As he munches his chocolate bar,
he kicks his small feet in sandals so large
his toes are nearly invisible.

“When does the train leave?”
“Soon.”

A pause.  Another bite of chocolate.

“When’s soon?”

Random thoughts and drunken etcetera

258 photos at the Ferry Farmer’s Market– less fattening than Cowgirl Creamery Cheese.

* * *

The Ferry Farmer’s Market: like heaven, just foggier.

* * *

BLC (out loud): (To guy nearly kneecapping me with his cane) Hey, watch it!
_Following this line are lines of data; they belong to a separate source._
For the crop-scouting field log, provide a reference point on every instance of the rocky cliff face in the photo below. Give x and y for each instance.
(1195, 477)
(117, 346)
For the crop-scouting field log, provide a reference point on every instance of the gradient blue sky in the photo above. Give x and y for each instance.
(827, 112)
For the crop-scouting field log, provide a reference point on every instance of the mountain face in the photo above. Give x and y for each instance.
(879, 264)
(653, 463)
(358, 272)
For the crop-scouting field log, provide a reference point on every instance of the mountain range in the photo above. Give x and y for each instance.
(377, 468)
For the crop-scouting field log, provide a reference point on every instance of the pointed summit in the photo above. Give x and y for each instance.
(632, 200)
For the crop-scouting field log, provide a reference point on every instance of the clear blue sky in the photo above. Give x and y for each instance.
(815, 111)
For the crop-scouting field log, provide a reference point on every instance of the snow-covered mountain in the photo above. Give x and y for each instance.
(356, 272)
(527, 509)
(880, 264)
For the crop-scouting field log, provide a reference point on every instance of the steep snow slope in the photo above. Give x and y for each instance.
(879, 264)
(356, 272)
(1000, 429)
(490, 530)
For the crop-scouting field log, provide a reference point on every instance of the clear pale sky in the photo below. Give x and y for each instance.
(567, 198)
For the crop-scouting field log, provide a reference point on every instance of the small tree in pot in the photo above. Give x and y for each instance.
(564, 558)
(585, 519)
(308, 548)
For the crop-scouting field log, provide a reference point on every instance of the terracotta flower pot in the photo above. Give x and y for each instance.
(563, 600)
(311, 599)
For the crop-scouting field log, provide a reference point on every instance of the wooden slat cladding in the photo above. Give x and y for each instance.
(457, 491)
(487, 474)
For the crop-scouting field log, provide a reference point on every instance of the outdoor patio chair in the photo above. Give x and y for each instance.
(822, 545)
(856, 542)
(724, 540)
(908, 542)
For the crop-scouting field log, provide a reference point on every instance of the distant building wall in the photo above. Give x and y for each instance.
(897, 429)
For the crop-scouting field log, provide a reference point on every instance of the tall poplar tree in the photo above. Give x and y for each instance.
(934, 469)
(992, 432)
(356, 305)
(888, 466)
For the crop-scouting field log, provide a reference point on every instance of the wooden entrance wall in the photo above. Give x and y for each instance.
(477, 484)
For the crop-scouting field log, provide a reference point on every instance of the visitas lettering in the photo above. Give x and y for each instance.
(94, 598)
BLC (internally): Oh, shit. Another blind guy.

* * *

I’ve never been afraid of heights before. But I tried to walk across the Golden Gate Bridge today, and only made it as far as the first tower before hyperventilating. Wind + lots of traffic + wide expanses of incoming tide = hyperventilation. At least I got some good pictures. And the BH, trooper that he is, went to the middle of the span for me to finish out the photos.

* * *

“None is more wondrous than man.” (Sophocles). I don’t often think this, but something as artificial, as ingenious, as scientifically and aesthetically designed as the Golden Gate Bridge? It makes me change my mind.

* * *

I should have done a photoessay: “Glasses of BlogHer.” There were some seriously cool specs on offer this weekend. I love girls who wear glasses.

* * *

Two new verbs from the Better Half this weekend:

“These [Zuni Cafe] fries are so good, I am going to invent a verb. I am going to ‘cookie monster’ these.”
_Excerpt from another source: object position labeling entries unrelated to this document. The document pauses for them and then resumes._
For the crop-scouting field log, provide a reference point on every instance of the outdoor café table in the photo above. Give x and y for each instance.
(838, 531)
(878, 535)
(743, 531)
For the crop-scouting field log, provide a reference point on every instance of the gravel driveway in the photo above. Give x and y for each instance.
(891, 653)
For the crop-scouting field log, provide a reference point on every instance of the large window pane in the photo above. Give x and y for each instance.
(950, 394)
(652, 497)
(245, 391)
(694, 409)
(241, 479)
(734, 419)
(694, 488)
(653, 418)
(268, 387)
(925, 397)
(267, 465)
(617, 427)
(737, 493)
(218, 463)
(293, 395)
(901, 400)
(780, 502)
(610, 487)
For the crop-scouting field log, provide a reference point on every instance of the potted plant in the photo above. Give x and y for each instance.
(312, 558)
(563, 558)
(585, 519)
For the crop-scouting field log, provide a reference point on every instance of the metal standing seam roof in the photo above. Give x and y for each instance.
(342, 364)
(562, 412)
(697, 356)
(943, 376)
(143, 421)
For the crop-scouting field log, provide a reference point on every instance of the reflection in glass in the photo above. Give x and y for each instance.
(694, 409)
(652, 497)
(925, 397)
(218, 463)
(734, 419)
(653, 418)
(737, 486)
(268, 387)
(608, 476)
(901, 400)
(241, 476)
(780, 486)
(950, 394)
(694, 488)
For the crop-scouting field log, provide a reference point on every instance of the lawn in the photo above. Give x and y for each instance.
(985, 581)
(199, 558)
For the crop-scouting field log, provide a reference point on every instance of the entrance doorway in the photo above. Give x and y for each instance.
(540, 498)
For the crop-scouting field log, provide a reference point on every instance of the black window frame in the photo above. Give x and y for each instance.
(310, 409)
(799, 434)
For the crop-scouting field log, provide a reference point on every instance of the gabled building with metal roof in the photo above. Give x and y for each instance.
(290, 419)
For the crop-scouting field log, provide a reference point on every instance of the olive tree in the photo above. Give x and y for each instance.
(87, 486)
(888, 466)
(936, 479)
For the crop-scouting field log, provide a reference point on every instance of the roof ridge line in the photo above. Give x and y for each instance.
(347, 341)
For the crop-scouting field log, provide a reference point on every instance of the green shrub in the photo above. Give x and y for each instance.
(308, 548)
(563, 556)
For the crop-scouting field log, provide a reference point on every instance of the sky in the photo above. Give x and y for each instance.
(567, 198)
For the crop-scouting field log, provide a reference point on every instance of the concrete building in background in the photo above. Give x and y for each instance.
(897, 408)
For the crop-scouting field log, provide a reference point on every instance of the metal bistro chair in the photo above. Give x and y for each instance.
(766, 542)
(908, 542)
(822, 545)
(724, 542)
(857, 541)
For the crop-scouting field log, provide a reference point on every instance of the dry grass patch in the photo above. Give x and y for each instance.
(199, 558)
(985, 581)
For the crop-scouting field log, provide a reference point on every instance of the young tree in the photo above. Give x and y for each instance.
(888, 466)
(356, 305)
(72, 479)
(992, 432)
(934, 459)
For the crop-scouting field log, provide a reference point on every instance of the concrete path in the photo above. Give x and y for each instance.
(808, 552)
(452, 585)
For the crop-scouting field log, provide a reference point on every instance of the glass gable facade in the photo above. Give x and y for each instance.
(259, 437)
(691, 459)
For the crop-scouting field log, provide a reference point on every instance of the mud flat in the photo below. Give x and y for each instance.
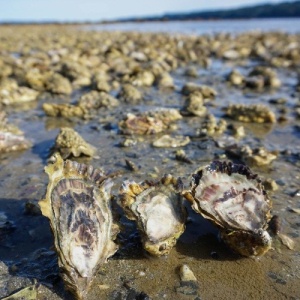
(200, 98)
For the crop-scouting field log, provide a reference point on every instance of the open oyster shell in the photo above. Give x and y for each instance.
(77, 204)
(158, 210)
(233, 199)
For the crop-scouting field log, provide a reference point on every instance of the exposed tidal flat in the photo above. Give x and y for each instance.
(142, 105)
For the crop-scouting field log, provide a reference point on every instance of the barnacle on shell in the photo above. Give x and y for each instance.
(77, 204)
(234, 200)
(157, 208)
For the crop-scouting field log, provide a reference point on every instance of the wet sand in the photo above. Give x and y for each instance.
(27, 245)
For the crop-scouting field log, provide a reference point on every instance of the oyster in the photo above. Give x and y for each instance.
(149, 122)
(69, 142)
(233, 199)
(158, 210)
(77, 204)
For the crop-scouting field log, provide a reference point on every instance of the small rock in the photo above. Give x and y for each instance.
(186, 274)
(169, 141)
(270, 185)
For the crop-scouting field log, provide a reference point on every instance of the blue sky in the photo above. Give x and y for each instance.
(97, 10)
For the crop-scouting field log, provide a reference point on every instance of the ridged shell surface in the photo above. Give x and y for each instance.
(233, 199)
(78, 206)
(158, 210)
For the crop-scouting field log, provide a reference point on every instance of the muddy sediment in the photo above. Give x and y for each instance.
(141, 74)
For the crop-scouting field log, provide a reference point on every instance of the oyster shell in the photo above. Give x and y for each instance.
(158, 210)
(70, 143)
(77, 204)
(233, 199)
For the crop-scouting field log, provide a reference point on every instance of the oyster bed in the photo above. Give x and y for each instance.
(180, 86)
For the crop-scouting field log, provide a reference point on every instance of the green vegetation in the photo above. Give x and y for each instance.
(280, 10)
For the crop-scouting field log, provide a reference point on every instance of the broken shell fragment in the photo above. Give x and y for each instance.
(171, 141)
(256, 113)
(158, 210)
(77, 204)
(233, 199)
(149, 122)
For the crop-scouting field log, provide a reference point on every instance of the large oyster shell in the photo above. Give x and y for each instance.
(77, 204)
(233, 199)
(157, 208)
“I don’t know what I want. I am going to just ‘Stevie Wonder’ here until I do.” (File under “going to hell.”)

* * *

Re: this morning’s crack-of-dawn cable car ride: “I love the smell of steel dust in the morning.”

* * *

There’s a blues/rock band on the corner, and marijuana smoke in the air. Sunday night in Union Square.

* * *

The laughter and spit takes after finishing a bottle of wine? More than worth the fact that we’re too drunk to f*ck.

* * *

BLC: I never regret it [drunkeness]– I never remember it.

* * *

BLC to BH: That reduced liver function whinge? It might work better if it wasn’t because of a bad McDLT.

BH: Yeah, but are you going to write “contamination by fecal matter” on your blog?
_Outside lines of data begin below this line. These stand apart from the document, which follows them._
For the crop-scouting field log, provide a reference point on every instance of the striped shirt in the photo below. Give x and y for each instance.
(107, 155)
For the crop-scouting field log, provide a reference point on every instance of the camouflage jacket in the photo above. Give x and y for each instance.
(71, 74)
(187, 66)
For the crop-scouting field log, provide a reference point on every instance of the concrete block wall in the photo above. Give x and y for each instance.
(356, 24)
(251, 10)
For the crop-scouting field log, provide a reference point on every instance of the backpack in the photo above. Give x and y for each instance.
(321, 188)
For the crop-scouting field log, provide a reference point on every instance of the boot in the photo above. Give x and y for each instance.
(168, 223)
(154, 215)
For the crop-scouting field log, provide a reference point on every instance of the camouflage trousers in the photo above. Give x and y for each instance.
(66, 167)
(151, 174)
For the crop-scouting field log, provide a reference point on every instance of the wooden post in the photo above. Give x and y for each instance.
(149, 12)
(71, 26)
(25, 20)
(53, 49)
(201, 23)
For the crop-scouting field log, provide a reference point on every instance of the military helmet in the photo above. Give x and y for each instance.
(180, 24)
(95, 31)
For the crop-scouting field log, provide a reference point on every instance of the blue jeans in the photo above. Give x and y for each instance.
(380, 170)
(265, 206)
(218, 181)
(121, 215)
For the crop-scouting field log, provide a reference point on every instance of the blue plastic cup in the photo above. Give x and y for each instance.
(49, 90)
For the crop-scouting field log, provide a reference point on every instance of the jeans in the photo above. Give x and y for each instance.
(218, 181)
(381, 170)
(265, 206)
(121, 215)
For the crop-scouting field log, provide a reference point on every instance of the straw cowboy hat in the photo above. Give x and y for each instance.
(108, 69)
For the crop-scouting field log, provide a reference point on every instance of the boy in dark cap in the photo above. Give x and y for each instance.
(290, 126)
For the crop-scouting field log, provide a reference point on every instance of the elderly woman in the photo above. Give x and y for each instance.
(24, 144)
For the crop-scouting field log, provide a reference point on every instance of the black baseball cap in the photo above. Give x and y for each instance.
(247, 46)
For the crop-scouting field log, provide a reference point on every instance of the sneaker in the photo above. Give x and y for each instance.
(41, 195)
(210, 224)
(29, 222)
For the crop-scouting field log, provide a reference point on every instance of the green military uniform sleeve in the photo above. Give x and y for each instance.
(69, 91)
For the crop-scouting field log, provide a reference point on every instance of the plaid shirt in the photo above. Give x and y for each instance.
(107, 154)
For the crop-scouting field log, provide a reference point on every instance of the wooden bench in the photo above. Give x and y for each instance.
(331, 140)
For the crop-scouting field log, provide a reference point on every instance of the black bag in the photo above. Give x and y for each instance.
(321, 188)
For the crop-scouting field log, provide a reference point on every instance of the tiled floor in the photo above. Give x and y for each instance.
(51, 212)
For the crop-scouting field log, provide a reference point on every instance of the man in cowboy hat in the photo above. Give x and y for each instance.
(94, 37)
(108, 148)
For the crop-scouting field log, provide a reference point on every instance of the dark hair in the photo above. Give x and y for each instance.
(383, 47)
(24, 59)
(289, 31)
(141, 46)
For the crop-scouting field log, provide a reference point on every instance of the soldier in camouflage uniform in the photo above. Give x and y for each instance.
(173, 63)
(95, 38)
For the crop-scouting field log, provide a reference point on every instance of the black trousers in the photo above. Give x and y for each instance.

BLC: No, I don’t want the google hits.

(Ooops. Well, too late.)

* * *

You did NOT just lick the crema out of your cappucino cup, did you?

Subway Scenes

A little boy, Japanese, barely bigger than his backpack, clad in a mish-mash of colorful prints I’m sure he picked out himself, accompanying his dad, weighed down himself in front by a platter of takeout from the sushi place.  As the train bends and sways, the boy tips back, dad tips forward.

* * *

The new turnstiles on the T, with the clever electronic innards, mean nothing– at least to the fare-jumper whose arms are long enough to allow him to lift his pack, up and over, and wave it in front of the exit motion sensor.  The doors part, the alarm sounds.  By the time any help arrives, the fare-jumper has sauntered into the throng.

* * *

The clown?  The storyteller? in a yellow T-shirt, red plaid pants, All-Stars and a bowler– telling the tale of Androcles and the Lion to a group of disinterested travelers, waylaid at Downtown Crossing.  He takes advantage of my passing to cringe, mouselike, in my lion-like presence.

* * *

The college-aged girl, heedless of others, as she sobs into her phone, describing some lover’s spat to the friend on the other end of the line– she may be unconscious of surrendering her privacy, or of simply not caring that others must hear, but I’m embarrassed for her and for us that our sense of privacy and public dignity is so eroded, by whatever means, that the rest must sit by, unwilling party to her halting, crying “whys?”

* * *

A group of high school kids, ending their after-school-programmed day, still wound up.  Yelling, singing, dancing, laughing at the top of their lungs– with looks they think are sly toward adults sitting near, ignoring them.  They’re hoping we’ll be shocked.  Instead, we’re amused, or merely bored, since we remember our own callow youths.

* * *

Everybody’s reading, chatting, plugged in.  No one just looks, just watches the trees pass or the lights dip and flash as pre-summer dusk sets in.  It’s late, they’re tired, and focused on home, soon, not here, now.